Tool Specialty Company (Los Angeles, CA), Wetmore Cutting Tools (City of Industry, CA), MarketOrder.com (Seattle, WA)

Action

This is a very specialized database engine. It was designed for ultra fast lookups and updates. The database had to maintain data integrity and the computer could be powered off at any time without warning. The original Apple II computer had a simple power-off switch and the MarketOrder legacy system used a Telxon 701 handheld computer with batteries that could fall out when dropped (and no backup power). The Apple II version could hold well over 5,000 variable length records on a 143K floppy disk. The MarketOrder version had to store up to 100,000 item records with UPC number, description, price, and qty in less than 4M of RAM. Some of the requirements for the database included:

Data integrity when computer crashes
Ultra fast looks and updates
Data error detection correction
Ability to remotely construct all data in database
Very small code footprint
No indexing for lookups

Implementation: The original database engine wrote data directly to the sectors on the Apple II floppy disk and bypassed the normal file system. The MarketOrder version used a file but wrote to fixed blocks within that file. The engine used a double-hashing algorithm to store and retrieve the records, required no index or directory, included multiple data integrity checks, and could do limited data correction. The database used fixed data blocks (either disk sectors or file blocks). The number of data of blocks was a prime number. The lookup key was hashed using a double hashing function to generate primary and secondary hash values. Other details about the engine include:

The main hashing function used Σ (Prime_i) ^key(i), where P_iis a prime number sequence and ^key(i) is the ordinal value of the ASCII character code minus the ordinal value of ‘0’. This value is the base hash value.
The prime hash value was calculated using the base hash value reduced modulo the table size (a prime). The secondary has value was calculated by reducing the base hash value modulo a smaller prime number.
The initial block number was calculated by subtracting the secondary hash from the primary hash. That value is the first disk sector or the file block to use for the record. When storing a record the engine would try to store that record in the initial block number. If the data block is full then the secondary hash was subtracted from the initial block number and the new value was used as the data block or sector (with wraparound if the value was negative). The subtraction process continues five times before the database is considered as full.
Each data block contained the data length which pointed to the first free byte in the block. Each data record started with a length field. When the record length was added to the current block position the result would be the length field of the next record or the first free byte in the block. Traversing all records in the block will end at the byte pointed to by the block length.
All records in the block were in key sorted order. Thus a linear search was performed within the block and when the current key was greater than the search key the block search ended (record not found). This also acted as a data integrity check. If the keys were out of order then an error occurred and corrective measures could be taken.
Unused bytes in each data block were zeroed. If there were data bytes past the end of the records then something went wrong and corrective measures could be taken.

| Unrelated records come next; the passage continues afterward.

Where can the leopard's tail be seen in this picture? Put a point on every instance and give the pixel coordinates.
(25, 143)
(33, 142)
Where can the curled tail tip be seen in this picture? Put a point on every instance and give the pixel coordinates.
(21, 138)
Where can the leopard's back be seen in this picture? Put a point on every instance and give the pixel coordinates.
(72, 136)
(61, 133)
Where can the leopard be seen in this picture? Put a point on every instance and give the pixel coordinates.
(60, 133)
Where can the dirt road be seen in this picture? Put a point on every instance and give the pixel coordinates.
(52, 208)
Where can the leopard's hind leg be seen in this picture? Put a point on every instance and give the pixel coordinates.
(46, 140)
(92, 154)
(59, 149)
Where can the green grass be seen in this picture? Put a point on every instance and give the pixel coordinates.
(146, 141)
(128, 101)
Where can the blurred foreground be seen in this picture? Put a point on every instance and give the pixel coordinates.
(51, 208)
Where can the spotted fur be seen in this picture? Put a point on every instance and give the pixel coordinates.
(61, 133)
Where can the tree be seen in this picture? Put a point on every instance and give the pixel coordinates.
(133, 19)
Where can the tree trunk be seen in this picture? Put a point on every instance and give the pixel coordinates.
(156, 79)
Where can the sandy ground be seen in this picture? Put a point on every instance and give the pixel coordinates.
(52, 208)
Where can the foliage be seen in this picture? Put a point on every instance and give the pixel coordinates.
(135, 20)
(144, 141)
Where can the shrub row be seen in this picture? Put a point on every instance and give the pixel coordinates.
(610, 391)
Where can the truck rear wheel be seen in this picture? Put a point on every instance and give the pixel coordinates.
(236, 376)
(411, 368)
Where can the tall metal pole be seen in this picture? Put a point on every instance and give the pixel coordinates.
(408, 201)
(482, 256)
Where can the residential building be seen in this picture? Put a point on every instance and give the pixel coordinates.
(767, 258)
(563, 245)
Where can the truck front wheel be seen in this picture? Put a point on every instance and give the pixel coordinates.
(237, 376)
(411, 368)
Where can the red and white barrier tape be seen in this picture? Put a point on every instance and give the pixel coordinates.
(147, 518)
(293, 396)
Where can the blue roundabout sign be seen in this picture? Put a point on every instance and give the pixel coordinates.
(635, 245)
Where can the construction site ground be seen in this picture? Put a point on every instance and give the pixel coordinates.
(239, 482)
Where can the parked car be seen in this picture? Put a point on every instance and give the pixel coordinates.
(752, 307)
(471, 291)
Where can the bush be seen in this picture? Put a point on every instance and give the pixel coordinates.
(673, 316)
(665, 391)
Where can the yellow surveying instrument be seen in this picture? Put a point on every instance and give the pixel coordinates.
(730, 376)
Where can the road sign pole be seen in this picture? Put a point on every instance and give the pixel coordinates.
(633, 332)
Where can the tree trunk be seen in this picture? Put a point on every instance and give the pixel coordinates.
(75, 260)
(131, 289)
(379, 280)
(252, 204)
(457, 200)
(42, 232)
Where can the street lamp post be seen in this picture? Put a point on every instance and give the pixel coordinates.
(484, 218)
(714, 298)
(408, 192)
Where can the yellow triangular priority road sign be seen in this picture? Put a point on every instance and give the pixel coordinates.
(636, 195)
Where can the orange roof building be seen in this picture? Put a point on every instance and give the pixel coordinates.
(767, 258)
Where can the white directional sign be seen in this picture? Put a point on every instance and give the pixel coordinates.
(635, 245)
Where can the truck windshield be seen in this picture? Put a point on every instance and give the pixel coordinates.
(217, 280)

The original test version of this engine used a more standard hashing function similar to ones that you might find in a computer science textbook. I found that these functions did not evenly distribute the data in the data blocks. The records clumped into groups with other data blocks containing fewer records. A computer science professor at the time told me that this phenomenon was called “harmonic clustering” and the record collided based on the mathematical harmonics of the hashing function. The final hashing was based on the prime number sequence was suggested by a math professor. He had no idea if that would work but his intuition told him that it might (and it did).

This database engine would normally find a record with a single access and required no indexes. The Telxon version used a simple blocked file and the file was opened, the record was found, and the file was closed. Since the Telxon 701 used a RAM-based file system this file open/close required very little overhead and was exceedingly fast. Since the engine require no directories or indexes the computer could crash at any time and crashed would almost never affect the data. If the computer crashed in the middle of a write operation the integrity check would catch the error and reconstruction routines could recover or fix the data. The database ran very comfortable even when the storage medium was over 90% full.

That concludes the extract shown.